There may also be a diplomatic case someday for releasing him. A Pollard release could be part of a package that sweetens painful concessions that Israelis decide to make on other issues of concern to the United States. But this is a card that the United States can and will play when it suits American interests and not before. Pollard betrayed his country; his country will now use him as a pawn — and that is the way life works.
Jonathan Pollard is not a name that comes up when critics of the Israel Lobby call it omnipotent and talk about the irresistible power of Jewish money and media influence to control American politics. But it should. The supposedly mighty and invincible “Israel Lobby” is toothless when it comes to this case.
One of the ways in which Pollard is paying down his enormous debt to American society is by demonstrating to all who have eyes to see that when it comes to vital state interests, the U.S. takes orders from no one.

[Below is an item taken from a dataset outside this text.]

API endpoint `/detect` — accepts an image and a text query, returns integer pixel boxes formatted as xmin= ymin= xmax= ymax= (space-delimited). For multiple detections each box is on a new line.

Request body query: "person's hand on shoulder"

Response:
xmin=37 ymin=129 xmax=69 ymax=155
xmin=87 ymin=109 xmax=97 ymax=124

One understands his family’s desire to see him freed, and one understands also the emotions of his supporters in Israel. But those who agitate for his release should understand that making him a cause célèbre only delays the day of Pollard’s freedom. No U.S. president would want to appear as if he, unlike his predecessors for almost 30 years, could be swayed by political pressure to release a felon who, in the opinion of senior U.S. officials in both parties, recklessly endangered this country.
Given the gravity of his offenses in the eyes of his former colleagues, there is at least a fifty/fifty chance that Jonathan Pollard will die in jail. The more Pollard is seen as a symbol, the greater the chance that will happen. The more he is seen as a man, aging and harmless, the greater the chance that an act of clemency might someday come his way.
But today, as for 26 years, Jonathan Pollard is living proof that the Israel Lobby is not the irresistible force so many people think that it is. American officials in both parties are perfectly capable of resisting its full court press when they think that the national interest requires it.